Getting Started & CLI Reference

FedPilot is designed to be highly accessible for both rapid local prototyping and heavy cluster deployment. You can interact with the framework via the terminal CLI (using the Makefile) or through a visual GUI.

Prerequisites

Before starting, ensure your system has:

  • A Linux-based environment (e.g., Fedora or Arch Linux) or WSL2.
  • Python >= 3.12
  • uv: The ultra-fast Python package installer (pip install uv).
  • Tmux: For background session management.
  • Docker: (Optional) for telemetry and monitoring stacks.

1. Environment Setup

Clone the repository and install all locked dependencies.

$ make setup

This command uses uv sync to establish the virtual environment and fetch core dependencies like PyTorch and Ray.

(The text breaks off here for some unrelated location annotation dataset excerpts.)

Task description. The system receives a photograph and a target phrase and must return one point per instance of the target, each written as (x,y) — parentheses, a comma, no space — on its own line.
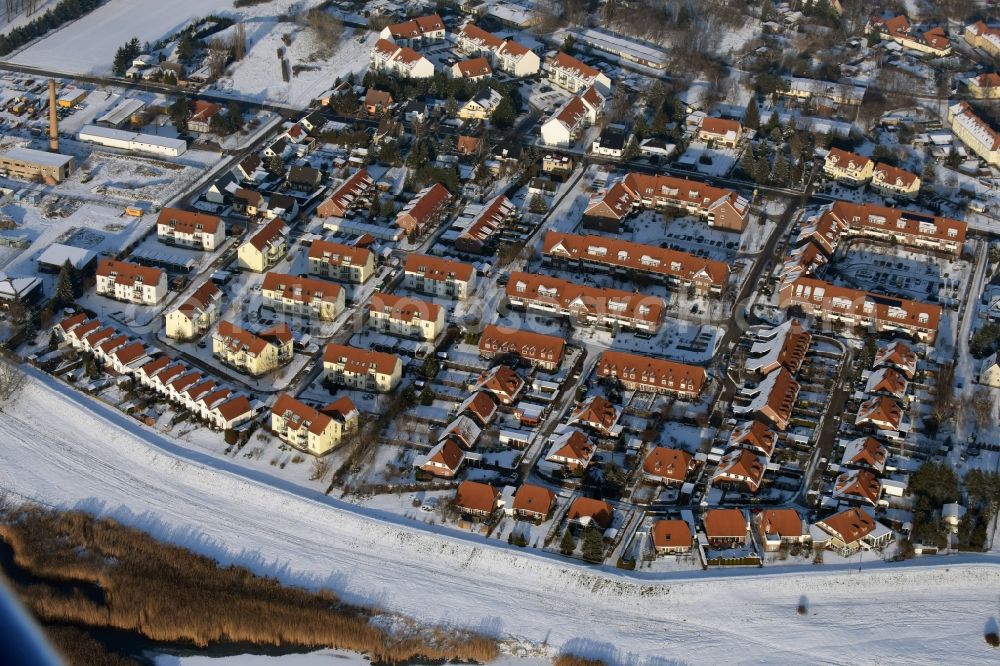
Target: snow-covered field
(74,50)
(63,449)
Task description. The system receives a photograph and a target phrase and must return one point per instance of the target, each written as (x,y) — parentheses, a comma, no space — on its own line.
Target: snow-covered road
(60,448)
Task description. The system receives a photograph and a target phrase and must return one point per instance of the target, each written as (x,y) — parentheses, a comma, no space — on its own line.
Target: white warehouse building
(151,144)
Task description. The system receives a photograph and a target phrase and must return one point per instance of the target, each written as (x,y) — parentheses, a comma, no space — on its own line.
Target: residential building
(772,399)
(783,346)
(985,86)
(860,308)
(484,225)
(473,69)
(720,207)
(596,414)
(535,349)
(424,209)
(899,29)
(252,353)
(850,531)
(567,72)
(720,131)
(571,449)
(671,537)
(430,29)
(479,500)
(132,283)
(975,132)
(667,466)
(606,308)
(265,248)
(625,258)
(481,106)
(302,296)
(502,383)
(865,452)
(652,375)
(352,194)
(405,317)
(848,167)
(725,528)
(568,122)
(401,61)
(890,181)
(584,512)
(981,36)
(439,277)
(197,314)
(336,261)
(362,369)
(740,469)
(533,502)
(315,431)
(444,460)
(778,527)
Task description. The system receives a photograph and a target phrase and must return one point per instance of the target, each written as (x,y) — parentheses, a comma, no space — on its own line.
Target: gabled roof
(475,496)
(598,511)
(671,464)
(725,524)
(536,499)
(671,534)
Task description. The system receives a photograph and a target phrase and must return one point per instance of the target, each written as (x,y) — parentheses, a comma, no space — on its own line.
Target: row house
(253,353)
(593,306)
(850,531)
(196,231)
(847,167)
(652,375)
(568,122)
(981,36)
(424,209)
(401,61)
(315,431)
(783,346)
(536,349)
(131,283)
(362,369)
(900,30)
(345,263)
(486,225)
(302,296)
(772,399)
(720,207)
(506,54)
(861,308)
(567,72)
(429,29)
(196,315)
(265,248)
(439,277)
(354,193)
(975,132)
(720,131)
(626,258)
(405,317)
(891,181)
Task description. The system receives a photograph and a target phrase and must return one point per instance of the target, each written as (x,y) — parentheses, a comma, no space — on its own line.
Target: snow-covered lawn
(60,448)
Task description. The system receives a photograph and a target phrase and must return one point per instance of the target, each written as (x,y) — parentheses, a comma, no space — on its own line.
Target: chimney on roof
(53,119)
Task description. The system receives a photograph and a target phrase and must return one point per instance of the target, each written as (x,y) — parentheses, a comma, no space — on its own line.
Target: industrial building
(150,144)
(30,164)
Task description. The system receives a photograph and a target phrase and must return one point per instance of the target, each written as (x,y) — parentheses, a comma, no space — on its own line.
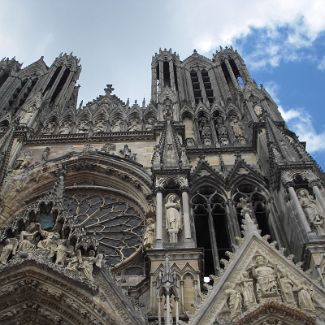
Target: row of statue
(84,126)
(312,210)
(59,250)
(263,282)
(221,131)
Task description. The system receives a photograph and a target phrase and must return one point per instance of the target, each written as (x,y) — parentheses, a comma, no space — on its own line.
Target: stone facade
(200,207)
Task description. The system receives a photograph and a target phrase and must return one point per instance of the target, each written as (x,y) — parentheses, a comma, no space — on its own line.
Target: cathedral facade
(200,207)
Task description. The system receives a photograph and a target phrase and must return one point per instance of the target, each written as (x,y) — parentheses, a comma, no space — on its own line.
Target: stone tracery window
(116,223)
(211,227)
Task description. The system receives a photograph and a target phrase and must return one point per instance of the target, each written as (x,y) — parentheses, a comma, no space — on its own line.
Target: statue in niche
(205,131)
(87,263)
(134,125)
(173,217)
(311,210)
(245,206)
(149,235)
(247,288)
(83,126)
(49,128)
(265,276)
(234,300)
(65,127)
(149,124)
(10,248)
(237,129)
(286,286)
(24,160)
(118,126)
(305,297)
(127,153)
(27,237)
(100,126)
(45,154)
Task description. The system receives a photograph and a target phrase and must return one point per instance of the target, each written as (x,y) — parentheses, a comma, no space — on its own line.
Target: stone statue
(286,286)
(247,289)
(49,128)
(27,237)
(46,153)
(10,248)
(100,126)
(127,153)
(65,127)
(234,300)
(49,241)
(305,297)
(173,218)
(246,207)
(87,264)
(265,276)
(237,129)
(311,210)
(134,125)
(149,235)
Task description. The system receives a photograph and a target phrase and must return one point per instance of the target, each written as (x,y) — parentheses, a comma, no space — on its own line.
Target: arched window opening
(175,76)
(60,85)
(254,200)
(166,74)
(211,228)
(236,73)
(4,78)
(196,86)
(207,86)
(52,80)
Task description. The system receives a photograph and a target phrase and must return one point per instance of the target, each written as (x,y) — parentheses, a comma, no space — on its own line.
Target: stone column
(319,197)
(159,215)
(186,214)
(301,215)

To verify your CUDA, Ray, and Tmux configurations:

$ make validate-setup

2. Configuration Management

You rarely edit config.yaml blindly. FedPilot provides a powerful set of CLI commands to manage configurations.

Interactive Creation

Launch a terminal UI to navigate the templates/ directory and select a base configuration:

$ make config

Validation & Auto-Fill

Before running an experiment, ensure your configuration is semantically valid (e.g., ensuring your selected model architecture matches the dataset modality):

$ make validate-config

If you are missing parameters, FedPilot can automatically inject the framework defaults for you:

$ make fill-config

If you prefer a visual approach over the CLI, boot the Streamlit Dashboard:

$ cd fedpilot-dashboard
$ streamlit run app.py

Use the Setup Experiment Modal to visually tweak configurations and write directly to config.yaml.

3. Execution & Monitoring

Once configured, launch the training loop.

$ make run

Background Execution (Tmux)

make run automatically detaches the experiment into a background Tmux session. This prevents training from crashing if your SSH connection drops.

  • View Active Sessions: make sessions
  • Re-attach: tmux attach -t <session-name>
  • Detach manually: Ctrl+B, then D

Real-Time Logs & Telemetry

To view live training logs with filtering capabilities:

$ make logs

To visualize convergence directly in the terminal via ASCII plots:

$ make plot

For advanced observability (Prometheus, Grafana, Jaeger), start the OpenTelemetry Docker stack:

$ make monitoring-up

Further Development

To start developing custom tools, look at the Registries. If you wish to build entirely new paradigms, study the Schemas SDK.